MSU, EnChroma partnership launches initiative to help color blind students

MISSISSIPPI STATE, Miss. (WCBI) – Mississippi State is partnering with a company to make the world a little brighter for some students.

MSU has partnered with EnChroma to launch a new initiative to support their color-blind students through the EnChroma Color Accessibility Program.

The company provides glasses that are engineered with special optical filters that help the color blind see an expanded range of colors more vibrantly and clearly.

This is what the drill field looks like to most Mississippi State students.

Now, this is what color-blind students see.

Amelia Fox said her students who have a color deficiency risk their safety every time they fly drones out in the field.

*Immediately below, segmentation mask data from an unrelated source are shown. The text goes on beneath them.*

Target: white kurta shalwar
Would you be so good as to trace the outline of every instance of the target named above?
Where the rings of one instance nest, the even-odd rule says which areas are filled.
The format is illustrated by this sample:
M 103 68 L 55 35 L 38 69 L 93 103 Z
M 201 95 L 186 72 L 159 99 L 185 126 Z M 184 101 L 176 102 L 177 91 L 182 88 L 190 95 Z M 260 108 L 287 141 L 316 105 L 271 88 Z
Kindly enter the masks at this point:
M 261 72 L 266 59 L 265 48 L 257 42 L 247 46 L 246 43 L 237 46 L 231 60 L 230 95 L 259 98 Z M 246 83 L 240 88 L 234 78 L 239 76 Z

“When we teach students to fly unmanned vehicles, the rotary-copter vehicles have to be colored red for danger and green for safety. So, aircraft fly forwards, but these aircraft can fly in multiple directions. And if a student doesn’t know if the aircraft is coming at them or flying towards them, they’re at risk,” said Fox.

Even assembling the aircraft is a challenge if you can’t see color variations.

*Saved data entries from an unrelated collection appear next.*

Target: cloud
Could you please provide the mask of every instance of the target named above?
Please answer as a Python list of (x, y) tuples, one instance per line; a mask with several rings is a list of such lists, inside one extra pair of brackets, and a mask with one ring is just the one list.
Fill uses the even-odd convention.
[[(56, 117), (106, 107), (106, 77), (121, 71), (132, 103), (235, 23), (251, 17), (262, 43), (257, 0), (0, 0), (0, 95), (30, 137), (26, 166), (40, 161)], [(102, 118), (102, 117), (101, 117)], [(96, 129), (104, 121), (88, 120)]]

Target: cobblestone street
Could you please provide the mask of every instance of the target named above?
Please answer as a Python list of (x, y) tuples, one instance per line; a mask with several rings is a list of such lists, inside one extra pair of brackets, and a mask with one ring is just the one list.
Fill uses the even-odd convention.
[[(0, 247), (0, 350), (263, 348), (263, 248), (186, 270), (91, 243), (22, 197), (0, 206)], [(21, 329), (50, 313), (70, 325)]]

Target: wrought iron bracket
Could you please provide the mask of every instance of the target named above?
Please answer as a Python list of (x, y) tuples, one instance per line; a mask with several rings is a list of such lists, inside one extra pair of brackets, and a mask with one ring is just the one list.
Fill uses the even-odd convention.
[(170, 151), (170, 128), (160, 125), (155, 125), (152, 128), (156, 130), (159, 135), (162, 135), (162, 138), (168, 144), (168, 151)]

“When they’re registering the aircraft, they’re putting it together, they’re connecting wires, they have to be able to see three different colored wires. And they couldn’t do that. I would have to do that for them. So, it’s not just the flying, it’s the absolute management of objects and items from point A to Z,” said Fox.

The need for these glasses spread campus-wide. Geoscience professor, Amy Hoffman, said her geology students rely on color for daily assignments

“For the last 15 years, this has been something I’ve noticed but I haven’t really found something that was really helpful for everybody. I could do accommodations to the best of my ability, but these Enchroma glasses are the thing I think is really gonna help my students who are struggling with colorblindness in the classroom.”

These glasses would normally cost almost $400, but students can rent them for free at the university.